The solar industry is seeing plenty of movement, with new projects, more financing and a new company announced Thursday.
The Spanish energy company plans to build one solar-thermal plant and two photovoltaic plants in Seville. Abengoa will spend €210 million of the money on the solar-thermal project, called Solnova 4, which will make up 50 megawatts of capacity in a 300-megawatt complex.
On the same day, a new company launched to help electronics companies enter the solar industry.
The startup, the Quantum Solar Group, hopes to help bridge the gap between the two industries by identifying new fabrication and assembly opportunities in solar, including new processes, chemicals and materials.
The founders come from electronics-industry consulting firm Gene H. Weiner & Associates. They include Gene Weiner, president the firm, and associates Marc Chason, a former Motorola Laboratories director, and James J. Hickman, a consultant who spent years as a senior manager at DuPont.
New materials are a theme of the day.
Two U.K. agencies announced Thursday they would jointly invest £10 million in research and development into new energy-related materials technologies.
The Technology Strategy Board and the Engineering and Physical Sciences Research Council said they will spend the money on 16 research and development projects – with a total value of more than £20 million – to help the country meet its energy challenges.
The projects include research into new battery technologies, new catalysts for fuel cells, solar glass for windows, energy-efficient insulation, a ceramic composite for gas turbines, and new materials for tidal turbines, among other areas.
Meanwhile, Chung-Wen Lan, the director general of the Industrial Technology Reseach Institute’s Photovoltaics Technology Center, told DigiTimes that a solar bubble is “inevitable,” although the market is promising in the long-term.

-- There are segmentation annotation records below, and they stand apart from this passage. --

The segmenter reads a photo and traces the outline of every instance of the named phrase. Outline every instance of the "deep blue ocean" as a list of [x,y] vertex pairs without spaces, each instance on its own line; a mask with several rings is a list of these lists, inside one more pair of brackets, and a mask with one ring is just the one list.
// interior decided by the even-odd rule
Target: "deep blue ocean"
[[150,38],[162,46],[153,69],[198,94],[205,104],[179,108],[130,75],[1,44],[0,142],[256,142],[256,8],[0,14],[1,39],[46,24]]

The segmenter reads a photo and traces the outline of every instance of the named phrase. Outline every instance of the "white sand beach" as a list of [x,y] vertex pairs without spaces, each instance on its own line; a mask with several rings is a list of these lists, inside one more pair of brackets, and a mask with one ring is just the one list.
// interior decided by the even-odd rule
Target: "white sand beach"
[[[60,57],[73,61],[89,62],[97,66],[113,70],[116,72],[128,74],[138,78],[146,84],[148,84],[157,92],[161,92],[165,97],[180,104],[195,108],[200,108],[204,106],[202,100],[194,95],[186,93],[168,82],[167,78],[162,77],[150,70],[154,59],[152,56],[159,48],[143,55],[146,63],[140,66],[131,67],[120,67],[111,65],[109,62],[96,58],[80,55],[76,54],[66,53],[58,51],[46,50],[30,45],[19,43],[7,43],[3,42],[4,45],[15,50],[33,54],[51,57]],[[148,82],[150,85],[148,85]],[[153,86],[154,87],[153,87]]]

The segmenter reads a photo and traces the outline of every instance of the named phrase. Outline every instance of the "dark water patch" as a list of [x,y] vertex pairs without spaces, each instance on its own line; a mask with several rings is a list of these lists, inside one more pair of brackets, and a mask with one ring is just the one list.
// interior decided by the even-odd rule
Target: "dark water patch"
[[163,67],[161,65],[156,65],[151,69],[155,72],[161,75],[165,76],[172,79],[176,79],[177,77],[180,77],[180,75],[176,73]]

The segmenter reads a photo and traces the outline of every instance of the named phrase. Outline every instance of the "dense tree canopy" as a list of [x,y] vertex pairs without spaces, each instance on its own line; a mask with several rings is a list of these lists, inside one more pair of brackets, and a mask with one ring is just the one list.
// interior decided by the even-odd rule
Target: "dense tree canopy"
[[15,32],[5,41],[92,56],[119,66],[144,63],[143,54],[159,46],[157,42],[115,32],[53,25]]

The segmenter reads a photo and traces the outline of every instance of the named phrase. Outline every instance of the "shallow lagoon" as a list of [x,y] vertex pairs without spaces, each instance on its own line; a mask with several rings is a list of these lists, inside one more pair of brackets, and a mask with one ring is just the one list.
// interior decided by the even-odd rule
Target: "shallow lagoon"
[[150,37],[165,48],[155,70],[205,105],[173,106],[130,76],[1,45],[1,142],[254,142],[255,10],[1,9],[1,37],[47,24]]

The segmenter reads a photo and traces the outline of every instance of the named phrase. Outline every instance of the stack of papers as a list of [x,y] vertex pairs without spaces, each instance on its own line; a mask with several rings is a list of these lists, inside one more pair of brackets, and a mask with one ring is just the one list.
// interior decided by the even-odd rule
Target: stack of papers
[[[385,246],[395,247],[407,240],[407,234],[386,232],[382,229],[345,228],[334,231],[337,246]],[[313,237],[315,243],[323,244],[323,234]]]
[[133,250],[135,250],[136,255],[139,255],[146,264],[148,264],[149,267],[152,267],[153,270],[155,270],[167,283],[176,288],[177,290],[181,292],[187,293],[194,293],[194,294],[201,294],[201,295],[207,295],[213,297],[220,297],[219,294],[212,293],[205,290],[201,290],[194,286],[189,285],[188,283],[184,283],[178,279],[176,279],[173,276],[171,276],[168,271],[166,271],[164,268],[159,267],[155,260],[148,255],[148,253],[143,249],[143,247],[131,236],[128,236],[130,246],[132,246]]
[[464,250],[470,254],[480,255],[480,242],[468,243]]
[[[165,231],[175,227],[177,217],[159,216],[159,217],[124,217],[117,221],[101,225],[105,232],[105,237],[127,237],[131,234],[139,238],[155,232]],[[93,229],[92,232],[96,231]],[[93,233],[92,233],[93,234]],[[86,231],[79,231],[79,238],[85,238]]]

A shortage of solar-grade silicon has drawn about 100 new polysilicon makers into the market, he said, adding that about half of these are based in China. While he estimated that only 20 of these are likely to reach high-volume production, he predicted the increased capacity would end the shortage and bring down prices, making it difficult for the other manufacturers to make a profit, according to DigiTimes.
Other analysts have also predicted that a oversupply of silicon could be coming, while some believe the industry demand will increase, taking up the slack (see Incentives, Tech Spark Debate at Intersolar: Pricing, New Research Predicts End to Silicon Shortage, Solar Sector Heading for a Shakeout and Solar Margins About to Shrink?).
Phoenix Solar apparently isn’t suffering too much from the shortage.
The German solar integrator on Thursday posted a record second-quarter margin, before interest and taxes, of 10.2 percent. That compares to a margin of 2.2 percent in the year-ago quarter.
The company reported earnings, excluding interest and taxes, of €11.2 million, up more than twelvefold from €900,000 in the second quarter of last year. Revenues also more than doubled to €110.2 million from €43.8 million last year.
Phoenix Solar said it “does not preclude” the possibility of exceeding its full-year guidance. Shares of the company, traded under the ticker symbol “PS4” on the Frankfurt Stock Exchange, grew 2.8 percent to €51.45 per share.
LDK Solar (NYSE: LDK) and Timminco, which trades under “TIM” on the Toronto Stock Exchange, are scheduled to post second-quarter earnings Monday. JA Solar (NSDQ: JASO) plans to report Tuesday and Canadian Solar (NSDQ: CISQ) plans to report Wednesday.
In a research note Thursday, Lazard Capital Markets analyst Sanjay Shrestha said he expects “generally in-line to positive earnings” from LDK Solar, JA Solar and Canadian Solar, the Asian solar companies reporting next week.
“With relatively tight poly in the near term, strong poly coverage, silicon recycling and ability to utilize [upgraded metallurgical silicon] will be a competitive advantage,” he wrote. “Scale, higher efficiency, low processing cost and quality will be key to long-term success.”
In particular, the research note cited the rampup of LDK’s polysilicon production and Canadian Solar’s progress with upgraded metallurgical silicon as key issues.
Canadian Solar in June signed a deal to buy silicon that has been purified from less-pure metallurgical-grade silicon from Timminco (see Timminco Shares Down Despite Deal With Canadian Solar).
Another company, Burnaby, Canada-based Day4 Energy, also is working to increase the use of upgraded metallurgical silicon. On Thursday, the company announced a technology that it claims increases the lifetime of solar panels based on the material.
The technology, a proprietary method for connecting the cells and the panels, gives each cell its own surge protector, keeping panels from short circuiting – “essentially frying the individual cells” – when panels are partially shaded, the company said.